The key feature of this interface is that the domain operators are specified as
[ADES][1] databases. Each action description contains its symbolic specification
together with the motion sequences. The symbolic part of the description consists
of a list of preconditions and a list of effects in Prolog style.
## How to build
The only external dependences of this project are:
* The [ADES][1] library
* The following BOOST components (tested with BOOST 1.58): System, Serialization,
FileSystem, Unit Test Framework (the last one is required exclusively for the
test programs, so it's optional).
Of course, the ADES dependencies have to be installed as well.
In order to compile, go to the build directory (or create one if it does not
exist) and run `cmake` and `make`:
```bash
cd build # Create the directory first if it does not exist
cmake ..
make -j4 # Feel free to change the number of make processes
```
Make sure that LibADES is being found. If necessary, set the `CMAKE_MODULE_PATH`
variable in `src/CMakeLists.txt` to the appropriate value so the
`Findlibimagine-ades.cmake` can be
located by CMake.
## Practical considerations
From a user point of view, one should be concerned exclusively with the `Planner`
abstract class declared in `src/imagine-planner.h`:
```c++
struct Problem
{
PlanState start;
GoalSpecification goal;
Domain domain;
};
typedef std::pair<Operator,PlanState> Step;
typedef std::vector<Step> Plan;
class Planner
{
public:
virtual Plan operator()(const Problem& problem) =0;
virtual ~Planner() {}
};
```
Planner implementations inherit from the `Planner` abstract class, providing a
definition for the function operator. A `Plan` consists of several `Step`s, being
one `Step` an operator and the state that is expected after the execution of this operator.

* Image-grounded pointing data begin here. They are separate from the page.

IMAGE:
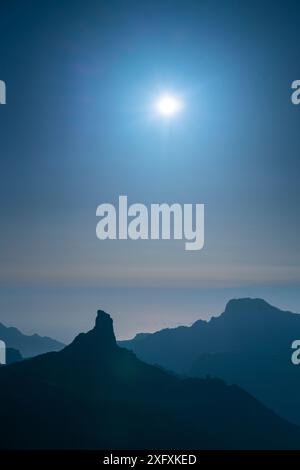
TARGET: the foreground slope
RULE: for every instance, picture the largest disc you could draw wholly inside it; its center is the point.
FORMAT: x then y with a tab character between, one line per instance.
28	345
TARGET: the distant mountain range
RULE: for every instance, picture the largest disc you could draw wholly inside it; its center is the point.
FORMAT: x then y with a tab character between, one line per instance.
28	345
248	345
96	395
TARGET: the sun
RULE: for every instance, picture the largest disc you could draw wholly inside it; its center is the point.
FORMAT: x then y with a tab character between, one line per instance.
168	105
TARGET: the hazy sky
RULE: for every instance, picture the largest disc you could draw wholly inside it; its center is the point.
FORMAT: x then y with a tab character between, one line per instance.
77	132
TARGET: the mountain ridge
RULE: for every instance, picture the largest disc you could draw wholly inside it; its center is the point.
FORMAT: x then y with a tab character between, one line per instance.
95	394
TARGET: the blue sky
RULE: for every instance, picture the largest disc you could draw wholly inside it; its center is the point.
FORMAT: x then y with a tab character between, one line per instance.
77	132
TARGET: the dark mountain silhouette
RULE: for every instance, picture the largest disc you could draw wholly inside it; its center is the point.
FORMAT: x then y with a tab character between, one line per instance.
249	345
94	394
28	345
13	355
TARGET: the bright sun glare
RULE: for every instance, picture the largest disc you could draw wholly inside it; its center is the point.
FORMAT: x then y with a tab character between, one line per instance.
168	105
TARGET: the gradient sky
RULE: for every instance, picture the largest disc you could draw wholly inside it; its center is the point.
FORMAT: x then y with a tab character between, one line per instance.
81	77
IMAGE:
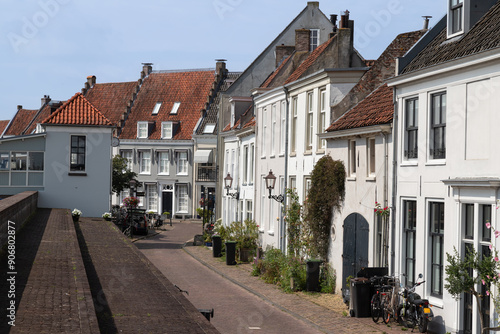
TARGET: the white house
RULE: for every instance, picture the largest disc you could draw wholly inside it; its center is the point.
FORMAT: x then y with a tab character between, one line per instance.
448	181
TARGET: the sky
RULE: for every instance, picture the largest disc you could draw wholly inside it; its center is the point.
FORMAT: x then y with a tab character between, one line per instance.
49	47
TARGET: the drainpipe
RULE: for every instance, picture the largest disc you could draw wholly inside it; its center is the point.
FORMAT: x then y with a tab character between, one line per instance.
394	179
283	222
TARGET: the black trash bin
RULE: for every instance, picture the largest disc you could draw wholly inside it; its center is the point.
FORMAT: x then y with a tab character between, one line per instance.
230	253
312	275
360	297
217	245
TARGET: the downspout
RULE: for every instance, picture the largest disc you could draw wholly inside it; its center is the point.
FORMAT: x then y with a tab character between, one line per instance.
394	179
283	222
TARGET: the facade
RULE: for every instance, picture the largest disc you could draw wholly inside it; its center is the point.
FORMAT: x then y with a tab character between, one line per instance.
67	162
446	165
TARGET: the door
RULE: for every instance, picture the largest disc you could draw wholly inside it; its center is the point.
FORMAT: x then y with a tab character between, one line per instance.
167	201
355	250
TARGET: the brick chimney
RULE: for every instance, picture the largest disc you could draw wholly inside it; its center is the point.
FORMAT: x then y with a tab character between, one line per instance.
302	40
283	51
45	100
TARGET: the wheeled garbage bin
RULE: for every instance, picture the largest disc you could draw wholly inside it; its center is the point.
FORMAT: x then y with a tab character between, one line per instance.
217	245
360	297
230	253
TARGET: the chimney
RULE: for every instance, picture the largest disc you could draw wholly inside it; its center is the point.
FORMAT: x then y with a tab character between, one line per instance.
426	22
282	51
91	79
45	100
302	39
344	20
147	68
220	66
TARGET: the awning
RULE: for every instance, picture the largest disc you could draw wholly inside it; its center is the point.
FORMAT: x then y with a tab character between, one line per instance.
203	156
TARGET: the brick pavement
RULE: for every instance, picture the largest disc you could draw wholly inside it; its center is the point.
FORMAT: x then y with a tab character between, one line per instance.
320	317
50	278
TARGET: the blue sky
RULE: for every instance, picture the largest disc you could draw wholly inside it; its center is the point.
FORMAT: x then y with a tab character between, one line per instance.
49	47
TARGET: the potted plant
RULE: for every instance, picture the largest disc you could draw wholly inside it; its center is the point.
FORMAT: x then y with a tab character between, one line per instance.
75	214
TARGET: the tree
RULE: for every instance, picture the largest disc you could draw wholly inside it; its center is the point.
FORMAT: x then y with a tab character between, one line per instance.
465	274
325	195
121	174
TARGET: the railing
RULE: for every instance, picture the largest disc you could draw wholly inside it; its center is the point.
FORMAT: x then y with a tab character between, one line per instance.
206	173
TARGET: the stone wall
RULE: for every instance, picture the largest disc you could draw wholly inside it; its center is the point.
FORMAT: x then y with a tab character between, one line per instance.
17	209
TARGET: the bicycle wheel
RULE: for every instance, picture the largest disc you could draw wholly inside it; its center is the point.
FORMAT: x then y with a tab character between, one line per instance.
385	309
375	307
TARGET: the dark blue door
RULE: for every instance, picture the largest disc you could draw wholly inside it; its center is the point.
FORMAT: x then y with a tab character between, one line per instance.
355	250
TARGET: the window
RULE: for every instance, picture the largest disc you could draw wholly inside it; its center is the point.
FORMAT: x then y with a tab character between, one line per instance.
77	159
294	125
309	122
245	164
145	164
313	39
456	16
152	197
250	165
282	127
352	157
128	156
411	129
164	165
370	143
438	126
264	130
183	198
436	218
322	118
182	163
156	108
175	108
273	128
142	130
409	237
166	130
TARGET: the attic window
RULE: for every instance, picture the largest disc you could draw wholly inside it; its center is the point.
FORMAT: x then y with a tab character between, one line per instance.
156	108
175	108
209	128
455	17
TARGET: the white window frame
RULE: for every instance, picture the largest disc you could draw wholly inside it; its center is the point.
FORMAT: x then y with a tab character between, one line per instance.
144	162
167	130
142	130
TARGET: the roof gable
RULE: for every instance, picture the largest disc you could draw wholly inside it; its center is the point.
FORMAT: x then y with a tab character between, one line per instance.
77	111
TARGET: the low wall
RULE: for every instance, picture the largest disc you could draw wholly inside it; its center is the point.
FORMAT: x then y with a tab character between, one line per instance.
17	209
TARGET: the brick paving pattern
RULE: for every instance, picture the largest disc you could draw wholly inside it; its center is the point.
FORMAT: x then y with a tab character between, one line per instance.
51	278
317	316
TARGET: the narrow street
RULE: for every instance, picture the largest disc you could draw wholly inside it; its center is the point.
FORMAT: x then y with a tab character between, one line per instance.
236	310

`PlanState` and `GoalSpecification` objects are simply collection of Predicates.
The `Domain`'s instances are created providing the path and version of an ADES
database. Internally, the constructor method will read the whole database and
translate the operators' specifications into the internal representation of the
interface. Currently, only one entry of the preconditions and effects maps are
read. This means that action's preconditions and effects should be entirely
expressed in the tail of the first entry of the corresponding maps. E.g.,
imagine the following operator:
```
load
Pre: at(boat,Side),at(What,Side),side(Side),!=(What,boat),\+loaded(_)
Post: \+at(What,Side),loaded(What)
```
The symbolic specification of the ADES should look like this:
```xml
(...)
<preconditions_ class_id="1" tracking_level="0" version="0">
<count>1</count>
<item_version>0</item_version>
<item class_id="2" tracking_level="0" version="0">
<first>load_pre(Side,What)</first>
<second>at(boat,Side), at(What,Side), side(Side), !=(What,boat), \+loaded(_)</second>
</item>
</preconditions_>
<effects_>
<count>1</count>
<item_version>0</item_version>
<item>
<first>load_post(Side,What)</first>
<second>\+at(What,Side), loaded(What)</second>
</item>
</effects_>
(...)
```
### Expressivity
Here we discuss which sort of expressions are allowed in the preconditions
and post-conditions. The examples presented in this section come from the
[wolf, sheep and cabbage puzzle (also wolf, bunny and lettuce)][2]
#### Preconditions
Currently, the following queries are allowed in the preconditions:
* **Predicates**: `<literal> '(' (<arg>(, <arg>)*)? ')'`. There is at least
one predicate in the state that unifies with the given predicate. Capitalized
symbols and symbols that start with an underscore (_) are considered variables
and are instantiated via unification with some of the object of the state, if
possible. There may be several possible instantiations, and if the whole precondition
validates, each set of assignment is considered a different parametrization of
the operator. E.g., in a state like this: `{p(x,y), p(y, x), p(w, y)}`,
`p(First,y)` can be instantiated with `First -> x` and with `First -> w`.
If the precondition is more complex than checking the existence of a single
predicate (see `AND` queries), the occurrences of the variables that have
already been given a value will be substituted by this value in the rest of
the precondition.
* **Comparisons**: `["==", "!=", "<", ">", "=<", ">="]'('<arg>, <arg>')'`.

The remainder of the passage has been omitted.